De acordo com os autos, a instituição de ensino realizou, por equívoco de sua gerente financeira, uma transferência bancária para a conta do homem. Após ser informado sobre o erro, ele não devolveu a quantia recebida, o que levou a escola a ingressar com ação judicial para recuperar o valor.
Durante o processo, o réu solicitou a ampliação do prazo para apresentar defesa, alegando necessidade de mais tempo para analisar documentos e preparar a manifestação. O pedido, contudo, não foi acompanhado de justificativa considerada suficiente pela Justiça, e a contestação não foi apresentada dentro do prazo previsto.

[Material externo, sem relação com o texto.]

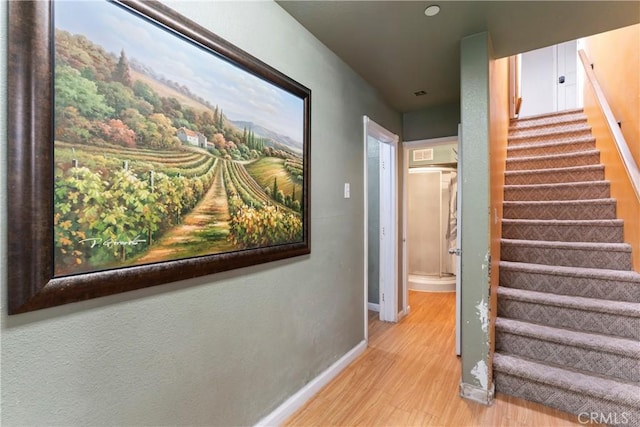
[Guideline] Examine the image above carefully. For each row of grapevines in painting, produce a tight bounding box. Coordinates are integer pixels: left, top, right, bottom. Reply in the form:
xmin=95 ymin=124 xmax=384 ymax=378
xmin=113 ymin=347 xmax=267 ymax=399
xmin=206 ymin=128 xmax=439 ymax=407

Na decisão, o magistrado destacou que os documentos apresentados comprovaram que a transferência ocorreu por erro e que, mesmo após ter conhecimento da situação, o valor permaneceu com o homem. Segundo a sentença, não havia elemento que justificasse a retenção da quantia, caracterizando enriquecimento sem causa, uma vez que a manutenção de valor recebido indevidamente, sem justificativa legítima e em prejuízo de outra pessoa, gera o dever de restituição.
Ao final, a Justiça condenou o homem ao pagamento da quantia recebida indevidamente, no valor de R$ 8.950,00, com correção monetária pelo IPCA desde a data do recebimento e juros de mora a partir da citação (Processo nº 5024608-77.2024.8.24.0038/SC).